O vice-presidente Geraldo Alckmin classificou como “factoide” a decisão dos Estados Unidos de designar as facções criminosas Primeiro Comando da Capital (PCC) e Comando Vermelho (CV) como organizações terroristas, acusando o clã Bolsonaro de usar o tema para desviar a atenção do escândalo de corrupção e sonegação do Banco Master. A declaração foi feita nesta quinta-feira (29), durante agenda em Caraguatatuba, no litoral de São Paulo.
“Infelizmente, membros do clã Bolsonaro pensam mais em si do que no país. Para sair desse tema do Banco Master, o maior caso de corrupção e sonegação de tributos, ficam gerando factoides”, afirmou Alckmin à imprensa. O vice-presidente também alertou que a medida “não vai resolver nada em termos de combate ao crime e pode prejudicar a economia”.

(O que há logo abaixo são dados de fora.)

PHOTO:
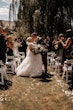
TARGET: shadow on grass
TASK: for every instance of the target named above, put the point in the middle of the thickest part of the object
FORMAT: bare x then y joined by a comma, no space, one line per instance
45,77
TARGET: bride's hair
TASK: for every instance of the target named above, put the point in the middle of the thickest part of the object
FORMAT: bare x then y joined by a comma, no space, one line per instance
34,34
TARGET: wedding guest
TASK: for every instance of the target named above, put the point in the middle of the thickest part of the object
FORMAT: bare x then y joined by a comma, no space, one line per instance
9,46
32,64
3,48
67,45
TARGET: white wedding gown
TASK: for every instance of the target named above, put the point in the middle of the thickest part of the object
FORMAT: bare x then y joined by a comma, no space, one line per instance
31,65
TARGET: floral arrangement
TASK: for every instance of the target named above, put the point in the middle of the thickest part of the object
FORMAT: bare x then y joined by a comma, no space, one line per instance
39,49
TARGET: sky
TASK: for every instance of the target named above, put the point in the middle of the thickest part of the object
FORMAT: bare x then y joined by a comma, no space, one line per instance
4,9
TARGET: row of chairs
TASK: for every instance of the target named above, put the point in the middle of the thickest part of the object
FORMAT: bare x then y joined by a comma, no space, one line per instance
11,64
55,62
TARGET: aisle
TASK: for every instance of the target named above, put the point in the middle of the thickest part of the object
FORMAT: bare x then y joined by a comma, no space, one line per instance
37,94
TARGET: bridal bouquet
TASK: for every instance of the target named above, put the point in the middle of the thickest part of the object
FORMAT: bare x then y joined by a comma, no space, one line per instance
39,49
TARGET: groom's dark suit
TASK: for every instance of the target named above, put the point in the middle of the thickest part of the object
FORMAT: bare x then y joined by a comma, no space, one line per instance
44,55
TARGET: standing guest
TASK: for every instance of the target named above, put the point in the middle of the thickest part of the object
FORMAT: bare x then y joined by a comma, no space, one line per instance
48,43
15,47
67,45
3,48
32,64
9,46
23,46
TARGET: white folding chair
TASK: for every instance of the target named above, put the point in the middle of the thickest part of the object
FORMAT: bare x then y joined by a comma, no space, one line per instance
2,73
10,64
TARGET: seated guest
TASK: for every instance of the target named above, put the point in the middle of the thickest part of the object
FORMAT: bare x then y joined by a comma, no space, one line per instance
9,46
3,48
67,45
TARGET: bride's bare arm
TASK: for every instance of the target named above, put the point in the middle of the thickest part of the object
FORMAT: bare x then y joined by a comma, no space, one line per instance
67,43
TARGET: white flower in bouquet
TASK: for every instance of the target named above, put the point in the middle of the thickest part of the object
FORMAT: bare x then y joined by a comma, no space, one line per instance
38,49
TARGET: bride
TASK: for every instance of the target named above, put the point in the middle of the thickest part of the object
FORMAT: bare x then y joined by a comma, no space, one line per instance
32,64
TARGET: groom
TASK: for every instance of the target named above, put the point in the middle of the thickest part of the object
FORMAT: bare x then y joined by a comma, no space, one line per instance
44,54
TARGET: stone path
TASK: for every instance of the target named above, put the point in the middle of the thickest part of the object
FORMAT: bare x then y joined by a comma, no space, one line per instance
36,94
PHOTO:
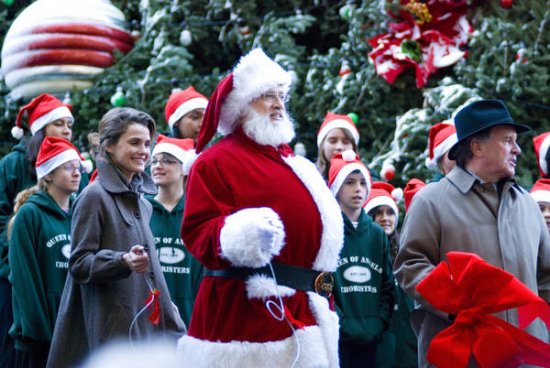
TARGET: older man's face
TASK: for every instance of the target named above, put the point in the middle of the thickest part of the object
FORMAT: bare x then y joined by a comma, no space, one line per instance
270,103
500,152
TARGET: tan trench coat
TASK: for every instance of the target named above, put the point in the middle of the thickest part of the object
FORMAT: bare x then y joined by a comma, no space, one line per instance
448,216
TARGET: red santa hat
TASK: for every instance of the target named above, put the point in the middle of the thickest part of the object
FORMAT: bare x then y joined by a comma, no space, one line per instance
333,121
255,74
41,111
343,164
413,186
54,152
541,190
182,102
383,194
541,143
441,138
181,149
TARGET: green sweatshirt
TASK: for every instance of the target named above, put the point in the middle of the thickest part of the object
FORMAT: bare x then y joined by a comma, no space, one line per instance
40,246
364,285
183,273
15,176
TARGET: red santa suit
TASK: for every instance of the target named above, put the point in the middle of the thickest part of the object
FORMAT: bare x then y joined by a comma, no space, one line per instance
233,187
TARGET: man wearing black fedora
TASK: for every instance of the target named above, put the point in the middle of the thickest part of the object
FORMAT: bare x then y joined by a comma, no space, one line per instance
477,208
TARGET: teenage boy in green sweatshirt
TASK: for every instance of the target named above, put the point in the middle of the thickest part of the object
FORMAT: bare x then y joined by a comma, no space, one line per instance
364,293
170,163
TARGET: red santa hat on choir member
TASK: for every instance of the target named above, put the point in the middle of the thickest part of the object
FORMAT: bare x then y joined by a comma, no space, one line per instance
255,74
181,149
332,121
413,186
54,152
541,190
381,194
41,111
182,102
441,138
541,143
343,164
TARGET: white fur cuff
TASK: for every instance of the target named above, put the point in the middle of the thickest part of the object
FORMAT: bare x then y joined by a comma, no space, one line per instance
251,237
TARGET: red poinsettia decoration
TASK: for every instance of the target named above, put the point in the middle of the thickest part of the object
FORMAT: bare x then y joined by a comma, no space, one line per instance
429,37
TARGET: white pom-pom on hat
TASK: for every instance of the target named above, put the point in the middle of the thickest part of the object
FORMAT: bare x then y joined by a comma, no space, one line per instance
349,155
188,161
388,171
397,194
17,132
88,166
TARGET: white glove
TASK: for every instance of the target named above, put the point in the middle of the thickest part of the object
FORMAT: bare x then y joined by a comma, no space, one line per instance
251,237
268,232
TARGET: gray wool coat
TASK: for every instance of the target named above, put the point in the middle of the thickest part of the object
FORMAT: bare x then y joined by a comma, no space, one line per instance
102,295
449,216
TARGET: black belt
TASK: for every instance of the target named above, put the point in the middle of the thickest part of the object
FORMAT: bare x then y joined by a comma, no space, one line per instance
295,277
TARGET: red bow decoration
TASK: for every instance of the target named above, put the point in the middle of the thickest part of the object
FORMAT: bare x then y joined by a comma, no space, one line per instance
472,289
153,305
428,36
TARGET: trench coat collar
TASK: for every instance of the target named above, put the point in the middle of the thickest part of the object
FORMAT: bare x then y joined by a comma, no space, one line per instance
464,181
113,182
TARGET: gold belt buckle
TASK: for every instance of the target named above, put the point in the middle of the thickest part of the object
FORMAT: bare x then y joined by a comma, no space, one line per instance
324,283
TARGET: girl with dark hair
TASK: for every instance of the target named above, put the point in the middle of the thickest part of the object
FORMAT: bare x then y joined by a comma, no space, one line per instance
336,135
398,346
114,271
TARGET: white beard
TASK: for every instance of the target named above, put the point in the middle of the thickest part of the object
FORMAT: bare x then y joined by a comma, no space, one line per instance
262,130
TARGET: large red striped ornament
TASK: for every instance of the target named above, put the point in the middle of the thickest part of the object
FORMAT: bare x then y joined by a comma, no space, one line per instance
55,46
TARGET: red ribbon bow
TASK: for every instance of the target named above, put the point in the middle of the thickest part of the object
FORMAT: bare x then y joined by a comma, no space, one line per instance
153,305
472,289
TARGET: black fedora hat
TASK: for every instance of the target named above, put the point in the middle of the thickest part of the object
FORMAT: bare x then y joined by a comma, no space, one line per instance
481,115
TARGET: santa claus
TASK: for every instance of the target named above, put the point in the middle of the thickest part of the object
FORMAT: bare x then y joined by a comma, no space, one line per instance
266,227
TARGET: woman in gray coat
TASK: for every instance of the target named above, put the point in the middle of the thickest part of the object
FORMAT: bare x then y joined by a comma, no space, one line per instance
114,268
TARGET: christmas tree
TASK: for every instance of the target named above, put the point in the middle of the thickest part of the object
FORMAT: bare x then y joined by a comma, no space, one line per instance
326,45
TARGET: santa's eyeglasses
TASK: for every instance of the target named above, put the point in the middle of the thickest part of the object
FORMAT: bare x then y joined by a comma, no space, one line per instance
273,96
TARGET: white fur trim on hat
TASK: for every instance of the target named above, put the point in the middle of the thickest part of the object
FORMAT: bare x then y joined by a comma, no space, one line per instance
196,353
542,154
54,162
241,240
337,123
186,107
440,150
255,74
382,201
343,174
57,113
172,149
541,196
332,236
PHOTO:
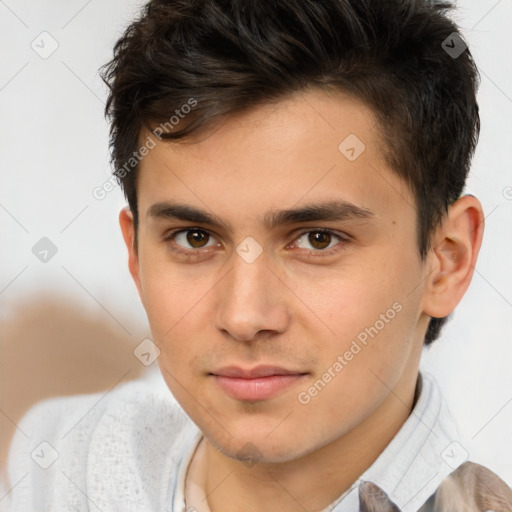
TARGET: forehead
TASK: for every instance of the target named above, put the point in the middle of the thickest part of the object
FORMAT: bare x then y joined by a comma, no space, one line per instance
310,147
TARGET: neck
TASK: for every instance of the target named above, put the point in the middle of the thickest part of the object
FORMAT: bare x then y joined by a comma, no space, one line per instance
313,481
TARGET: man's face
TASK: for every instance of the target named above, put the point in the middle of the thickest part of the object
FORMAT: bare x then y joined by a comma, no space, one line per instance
280,334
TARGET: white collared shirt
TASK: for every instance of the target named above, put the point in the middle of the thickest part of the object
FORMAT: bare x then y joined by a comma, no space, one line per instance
129,450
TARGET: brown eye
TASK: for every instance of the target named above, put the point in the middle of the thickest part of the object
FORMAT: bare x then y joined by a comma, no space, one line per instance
197,238
192,238
319,239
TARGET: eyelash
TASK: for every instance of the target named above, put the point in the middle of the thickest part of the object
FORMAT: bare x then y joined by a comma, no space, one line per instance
198,253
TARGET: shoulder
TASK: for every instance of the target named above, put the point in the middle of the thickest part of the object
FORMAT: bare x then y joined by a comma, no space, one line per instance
472,486
100,442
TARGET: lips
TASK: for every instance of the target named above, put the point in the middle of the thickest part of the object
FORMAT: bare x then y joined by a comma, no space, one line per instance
260,383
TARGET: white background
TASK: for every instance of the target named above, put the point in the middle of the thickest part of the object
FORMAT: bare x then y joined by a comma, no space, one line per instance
54,151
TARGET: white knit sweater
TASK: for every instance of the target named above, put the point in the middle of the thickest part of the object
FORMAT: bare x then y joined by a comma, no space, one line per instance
128,450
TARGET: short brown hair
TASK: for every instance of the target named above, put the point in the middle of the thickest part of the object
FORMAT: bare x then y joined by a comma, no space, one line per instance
405,59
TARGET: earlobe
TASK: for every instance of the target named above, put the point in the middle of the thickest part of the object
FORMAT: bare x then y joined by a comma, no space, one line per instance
128,231
453,256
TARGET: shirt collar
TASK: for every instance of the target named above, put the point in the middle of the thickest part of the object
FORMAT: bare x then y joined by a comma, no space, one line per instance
409,469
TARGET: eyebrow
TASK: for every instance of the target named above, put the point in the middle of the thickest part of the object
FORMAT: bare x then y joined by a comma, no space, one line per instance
328,211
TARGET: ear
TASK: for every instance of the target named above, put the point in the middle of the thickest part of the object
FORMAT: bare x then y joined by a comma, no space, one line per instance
128,230
452,257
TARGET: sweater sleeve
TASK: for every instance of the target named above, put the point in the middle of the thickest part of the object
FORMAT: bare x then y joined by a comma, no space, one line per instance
48,455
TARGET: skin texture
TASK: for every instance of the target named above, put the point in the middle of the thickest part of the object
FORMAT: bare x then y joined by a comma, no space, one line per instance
298,305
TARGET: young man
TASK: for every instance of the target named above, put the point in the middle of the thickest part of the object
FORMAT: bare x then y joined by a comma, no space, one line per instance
297,233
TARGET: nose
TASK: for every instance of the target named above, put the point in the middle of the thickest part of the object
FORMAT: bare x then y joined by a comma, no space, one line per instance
252,300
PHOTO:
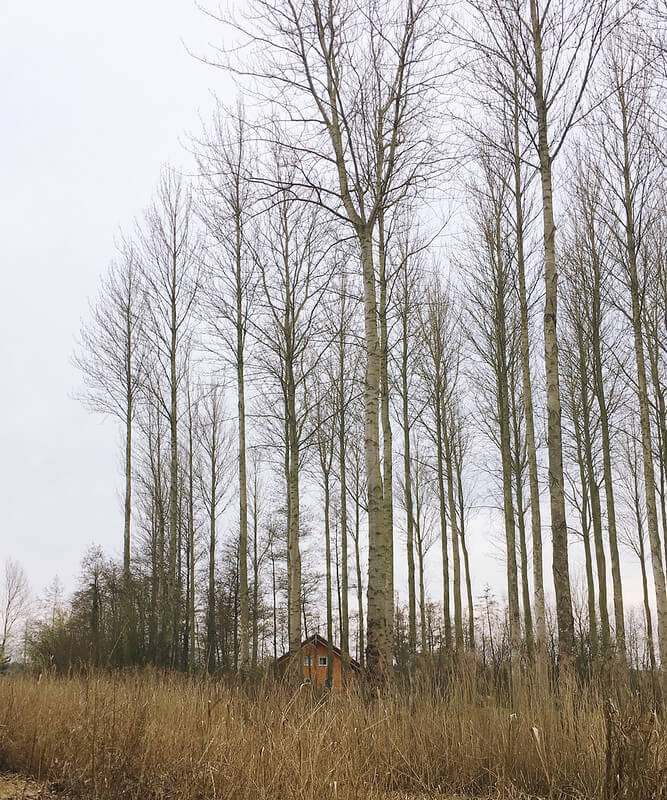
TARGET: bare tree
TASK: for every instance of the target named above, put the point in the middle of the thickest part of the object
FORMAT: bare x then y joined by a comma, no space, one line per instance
633,181
225,162
551,49
356,79
294,272
14,598
112,360
170,257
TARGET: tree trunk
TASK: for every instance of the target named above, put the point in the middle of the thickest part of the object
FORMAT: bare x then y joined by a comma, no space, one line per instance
454,527
412,611
642,394
598,390
437,408
378,649
387,446
561,571
243,486
524,352
342,432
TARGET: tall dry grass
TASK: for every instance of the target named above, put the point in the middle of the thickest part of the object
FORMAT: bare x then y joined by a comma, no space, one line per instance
143,735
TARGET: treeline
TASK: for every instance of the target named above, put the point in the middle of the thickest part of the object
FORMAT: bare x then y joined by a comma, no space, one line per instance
316,384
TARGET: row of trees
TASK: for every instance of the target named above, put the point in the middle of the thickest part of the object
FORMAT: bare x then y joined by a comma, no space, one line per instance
294,353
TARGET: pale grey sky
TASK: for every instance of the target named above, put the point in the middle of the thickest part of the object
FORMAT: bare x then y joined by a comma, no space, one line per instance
96,97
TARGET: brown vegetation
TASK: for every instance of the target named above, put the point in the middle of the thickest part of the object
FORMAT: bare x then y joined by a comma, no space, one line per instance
145,735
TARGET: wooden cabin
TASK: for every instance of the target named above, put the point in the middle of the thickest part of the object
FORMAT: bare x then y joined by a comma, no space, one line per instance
313,662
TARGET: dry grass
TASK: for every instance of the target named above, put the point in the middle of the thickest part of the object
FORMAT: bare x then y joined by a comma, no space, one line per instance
140,735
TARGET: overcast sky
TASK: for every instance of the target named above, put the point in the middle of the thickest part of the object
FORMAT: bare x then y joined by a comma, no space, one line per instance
96,97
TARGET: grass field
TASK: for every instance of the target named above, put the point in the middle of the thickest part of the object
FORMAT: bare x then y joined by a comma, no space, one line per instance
142,735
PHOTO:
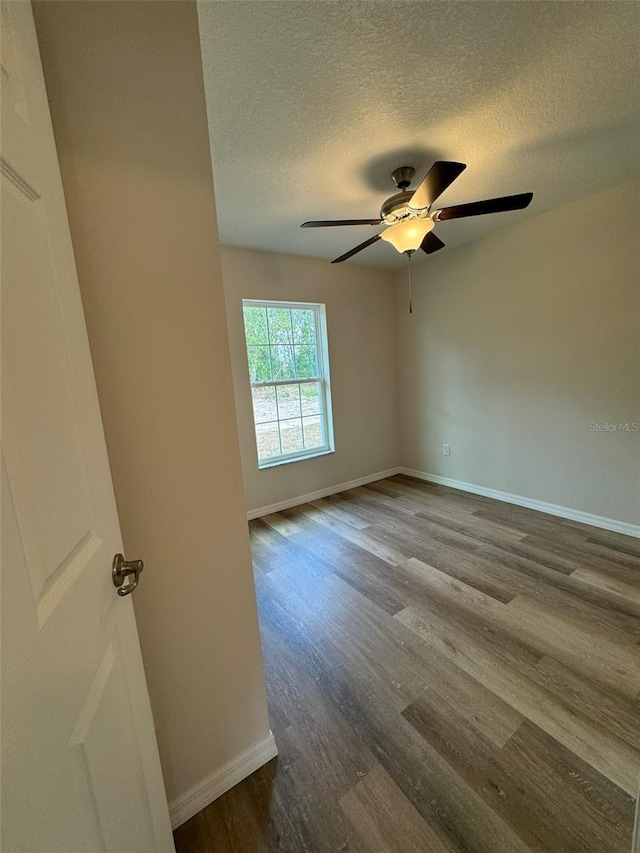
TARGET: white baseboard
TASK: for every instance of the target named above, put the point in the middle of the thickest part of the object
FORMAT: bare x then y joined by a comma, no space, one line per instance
552,509
222,780
322,493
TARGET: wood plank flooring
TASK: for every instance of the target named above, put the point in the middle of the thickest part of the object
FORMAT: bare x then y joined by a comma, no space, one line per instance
445,674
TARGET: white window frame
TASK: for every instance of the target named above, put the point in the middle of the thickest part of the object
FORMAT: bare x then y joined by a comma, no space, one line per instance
323,380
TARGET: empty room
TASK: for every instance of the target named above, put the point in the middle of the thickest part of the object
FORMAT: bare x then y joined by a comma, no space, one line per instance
320,426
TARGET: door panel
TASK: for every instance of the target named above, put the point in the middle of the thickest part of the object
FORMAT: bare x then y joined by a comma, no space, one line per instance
80,764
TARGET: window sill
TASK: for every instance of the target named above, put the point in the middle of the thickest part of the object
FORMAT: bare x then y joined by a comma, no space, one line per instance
302,458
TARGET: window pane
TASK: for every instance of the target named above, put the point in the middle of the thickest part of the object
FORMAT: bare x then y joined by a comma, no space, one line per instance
268,440
304,326
282,362
264,405
255,325
288,401
259,368
313,432
279,326
306,361
291,436
310,398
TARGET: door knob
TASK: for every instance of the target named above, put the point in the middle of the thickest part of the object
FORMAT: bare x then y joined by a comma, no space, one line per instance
122,569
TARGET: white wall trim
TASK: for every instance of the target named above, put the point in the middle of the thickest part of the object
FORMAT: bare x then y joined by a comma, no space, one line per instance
222,780
322,493
552,509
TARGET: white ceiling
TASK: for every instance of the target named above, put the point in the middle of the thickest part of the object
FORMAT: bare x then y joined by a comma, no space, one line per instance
312,104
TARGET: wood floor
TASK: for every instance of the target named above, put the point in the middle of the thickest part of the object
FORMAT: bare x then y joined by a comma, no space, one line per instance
445,673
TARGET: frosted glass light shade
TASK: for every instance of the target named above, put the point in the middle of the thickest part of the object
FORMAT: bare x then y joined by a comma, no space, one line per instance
408,235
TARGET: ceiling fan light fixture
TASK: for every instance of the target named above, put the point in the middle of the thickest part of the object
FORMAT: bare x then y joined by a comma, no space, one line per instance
408,236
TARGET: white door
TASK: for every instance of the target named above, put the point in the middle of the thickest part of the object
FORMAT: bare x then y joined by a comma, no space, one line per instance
80,765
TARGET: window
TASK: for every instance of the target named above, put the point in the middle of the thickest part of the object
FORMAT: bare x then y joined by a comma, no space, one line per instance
289,375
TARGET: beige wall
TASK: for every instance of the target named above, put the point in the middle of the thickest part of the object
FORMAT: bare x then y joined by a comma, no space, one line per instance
126,92
361,336
519,342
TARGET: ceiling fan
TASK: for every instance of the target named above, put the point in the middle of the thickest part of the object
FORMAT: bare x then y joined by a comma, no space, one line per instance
408,215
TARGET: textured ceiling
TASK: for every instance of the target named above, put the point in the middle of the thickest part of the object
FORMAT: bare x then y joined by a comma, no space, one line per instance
312,104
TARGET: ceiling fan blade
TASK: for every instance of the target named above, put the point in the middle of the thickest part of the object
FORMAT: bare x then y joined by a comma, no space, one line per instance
326,223
356,250
490,205
431,243
441,175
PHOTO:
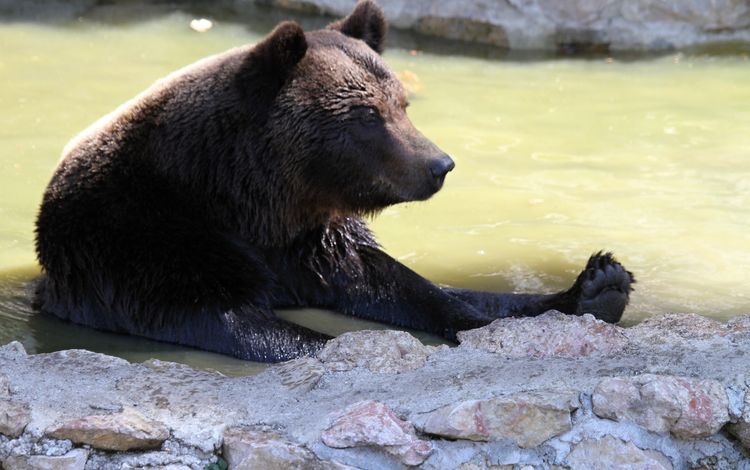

Na noite de quarta-feira (28), os Estados Unidos anunciaram a inclusão do PCC e do CV em sua lista de organizações terroristas, uma decisão que coincidiu com o encontro do senador Flávio Bolsonaro (PL-RJ), pré-candidato à Presidência, com o secretário de Estado americano Marco Rubio, em Washington, na terça-feira (26). Um dia antes, Flávio e o irmão, o autoexilado ex-deputado federal Eduardo Bolsonaro, ambos filhos do ex-presidente Jair Bolsonaro, haviam se reunido com o presidente Donald Trump na Casa Branca.
A classificação das facções como terroristas gerou reações no governo brasileiro. O presidente Luiz Inácio Lula da Silva cobrou respeito e rejeitou interferência dos EUA, enquanto o Palácio do Planalto afirmou que “o Brasil é quem define como combate e classifica o crime”. Promotores de Justiça também criticaram a medida, argumentando que “classificar PCC e CV como terroristas não ajuda o Brasil” e pode complicar a cooperação internacional.
O Caso Master, que envolve suspeitas de corrupção e sonegação fiscal bilionárias no Banco Master, tem sido alvo de investigações e gerado forte repercussão política. A proximidade de Flávio Bolsonaro com o banqueiro José Vorcaro, dono da instituição, e as reuniões com autoridades americanas levantaram questionamentos sobre possíveis tentativas de blindagem do escândalo.
A polêmica ocorre em meio a um cenário político tenso, com a pré-candidatura de Flávio Bolsonaro à Presidência e a disputa entre o governo Lula e a oposição em torno da pauta de segurança pública e combate ao crime organizado.